The Court of Appeal has rejected a challenge that the time limit for bringing an administrative review only starts when a decision is physically received by an applicant. The appellant in R (Hasan) v Secretary of State for the Home Department  EWCA Civ 389 tried to argue that the words “receipt by the Applicant of the notice of the eligible decision” in paragraph 34R(1) of the Immigration Rules should be interpreted as actual physical receipt into the applicant’s possession.
All of this came about because Mr Hasan had provided a correspondence address at his university, which the decision was sent to. At the time he was living at another address but told the Home Office that this was not his correspondence address.
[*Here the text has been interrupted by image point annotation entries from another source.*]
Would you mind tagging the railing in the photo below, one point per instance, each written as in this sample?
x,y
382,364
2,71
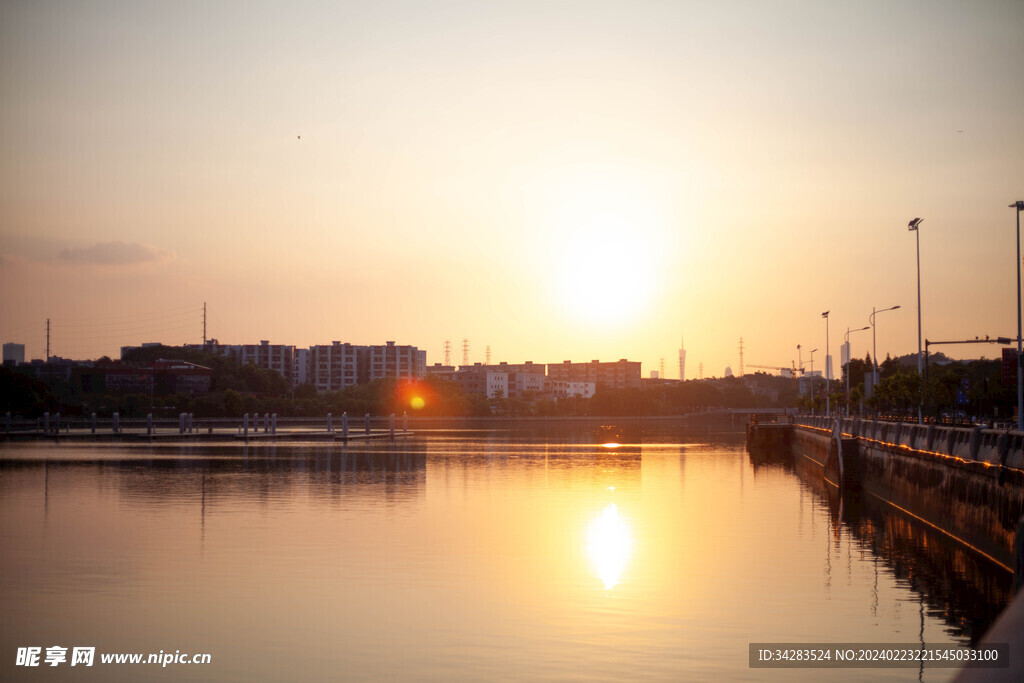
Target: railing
x,y
995,446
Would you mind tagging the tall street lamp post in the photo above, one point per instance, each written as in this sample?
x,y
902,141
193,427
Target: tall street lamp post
x,y
875,348
912,226
849,356
1020,385
827,373
812,381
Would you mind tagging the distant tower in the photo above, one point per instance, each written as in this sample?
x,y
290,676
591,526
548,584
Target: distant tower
x,y
682,359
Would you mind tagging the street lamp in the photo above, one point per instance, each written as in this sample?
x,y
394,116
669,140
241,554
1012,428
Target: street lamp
x,y
827,373
812,381
875,348
1020,385
846,338
912,226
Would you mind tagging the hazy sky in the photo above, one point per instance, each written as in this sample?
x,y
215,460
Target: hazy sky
x,y
556,180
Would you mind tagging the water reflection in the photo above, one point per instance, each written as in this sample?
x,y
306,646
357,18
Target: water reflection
x,y
484,556
609,542
952,584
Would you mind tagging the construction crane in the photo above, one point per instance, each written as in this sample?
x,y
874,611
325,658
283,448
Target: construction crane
x,y
780,369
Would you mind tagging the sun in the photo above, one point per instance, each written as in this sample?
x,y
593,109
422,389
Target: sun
x,y
607,230
605,279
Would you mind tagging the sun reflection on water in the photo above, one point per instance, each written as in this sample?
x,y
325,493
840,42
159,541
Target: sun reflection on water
x,y
608,544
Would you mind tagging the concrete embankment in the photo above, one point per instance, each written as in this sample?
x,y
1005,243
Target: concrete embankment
x,y
967,482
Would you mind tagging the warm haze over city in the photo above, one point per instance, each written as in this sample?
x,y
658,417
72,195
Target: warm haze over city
x,y
555,180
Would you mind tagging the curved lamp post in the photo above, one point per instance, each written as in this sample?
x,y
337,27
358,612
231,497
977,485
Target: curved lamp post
x,y
812,381
849,356
912,226
827,370
1020,385
875,348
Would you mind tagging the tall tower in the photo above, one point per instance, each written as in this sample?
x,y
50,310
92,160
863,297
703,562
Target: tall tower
x,y
682,359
Under the rules in force at the time of the decision, the refusal letter was deemed to have been received the second working day after posting. Mr Hasan denied ever receiving the letter until the Home Office wrote to him again a few weeks later. It was at that point that he applied out of time for administrative review.
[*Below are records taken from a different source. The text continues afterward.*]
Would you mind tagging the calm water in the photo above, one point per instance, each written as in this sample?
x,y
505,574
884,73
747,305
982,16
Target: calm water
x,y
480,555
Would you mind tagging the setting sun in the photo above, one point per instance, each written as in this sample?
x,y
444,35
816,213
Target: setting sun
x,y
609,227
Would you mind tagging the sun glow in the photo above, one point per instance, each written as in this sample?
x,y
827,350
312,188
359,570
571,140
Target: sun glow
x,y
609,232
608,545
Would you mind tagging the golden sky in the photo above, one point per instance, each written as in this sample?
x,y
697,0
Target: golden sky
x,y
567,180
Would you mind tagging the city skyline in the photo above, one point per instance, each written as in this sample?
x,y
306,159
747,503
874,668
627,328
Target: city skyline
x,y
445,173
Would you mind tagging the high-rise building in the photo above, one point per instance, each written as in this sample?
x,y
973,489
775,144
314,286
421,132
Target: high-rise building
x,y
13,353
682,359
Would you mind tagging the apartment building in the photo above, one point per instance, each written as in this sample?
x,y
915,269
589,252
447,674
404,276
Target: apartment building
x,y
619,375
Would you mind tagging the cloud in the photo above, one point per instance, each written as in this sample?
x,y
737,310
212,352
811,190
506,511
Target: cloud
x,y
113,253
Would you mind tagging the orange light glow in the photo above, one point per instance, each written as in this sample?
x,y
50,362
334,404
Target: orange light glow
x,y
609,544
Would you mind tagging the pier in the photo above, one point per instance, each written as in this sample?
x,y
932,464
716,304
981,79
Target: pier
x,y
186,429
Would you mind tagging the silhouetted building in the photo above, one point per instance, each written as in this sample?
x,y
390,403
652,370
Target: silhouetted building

The Court of Appeal held that if Mr Hasan’s argument was correct, the Secretary of State would never know when the time limit for bringing an administrative review had come to an end. That would defeat the whole purpose of the tight 14-day time limit for making an administrative review application. Instead, the Court of Appeal held that the rules should be interpreted
as including not only actual, physical receipt, but also receipt at the applicant’s correspondence address. Any other interpretation of the rule would be completely unworkable.
The Court of Appeal held that there was no difficulty with adopting this strict interpretation because paragraph 34R(2) provided a discretion to accept the application late if it would be “unjust”. If an application was made out of time, she Secretary of State had an obligation to consider the exercise of his discretion.
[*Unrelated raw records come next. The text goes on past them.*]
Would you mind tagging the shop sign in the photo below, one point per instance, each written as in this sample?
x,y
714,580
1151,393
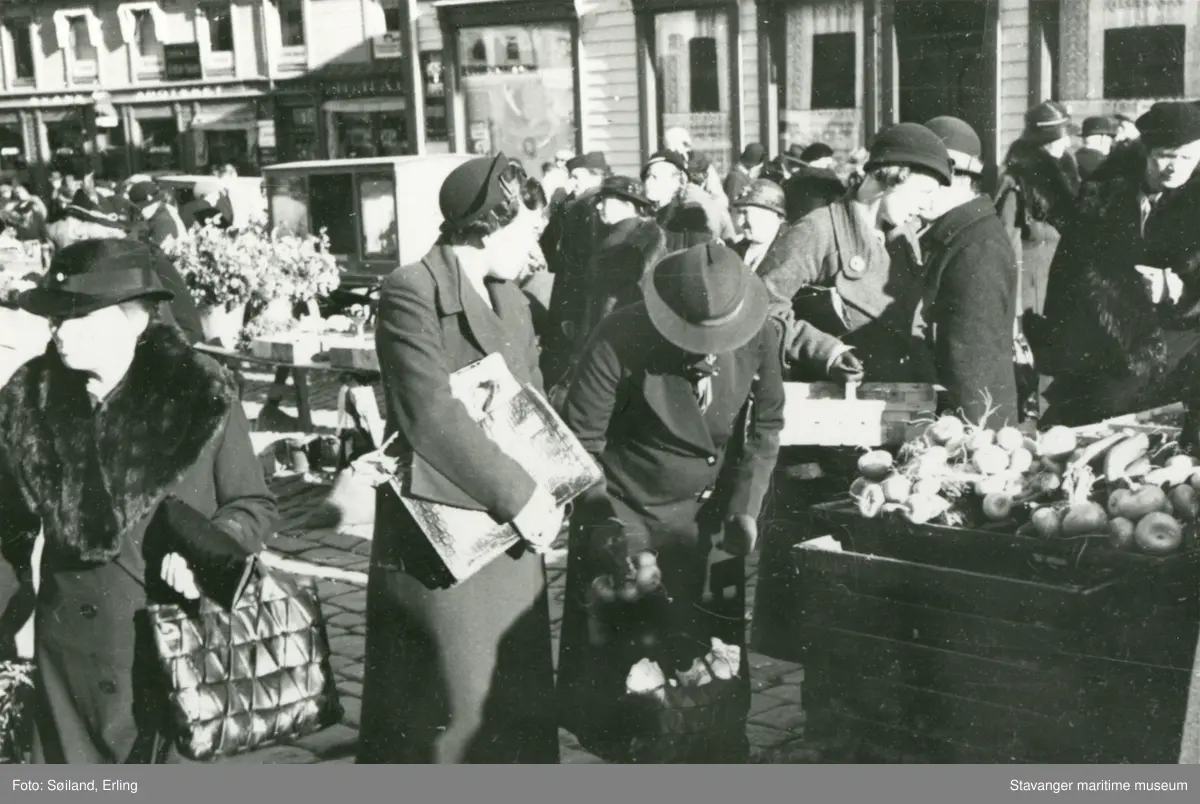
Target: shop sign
x,y
183,61
365,88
A late application for administrative review means a person’s section 3C leave has already come to an end. That can have devastating consequences in that a person will lose the ability to work and, importantly, it can mean a break in continuous residence which might make a person ineligible for indefinite leave to remain. It may also mean that plans to make a fresh application are no longer possible.
A practical tip: if your client agrees, try and use your own office’s address for the purposes of correspondence with the immigration authorities.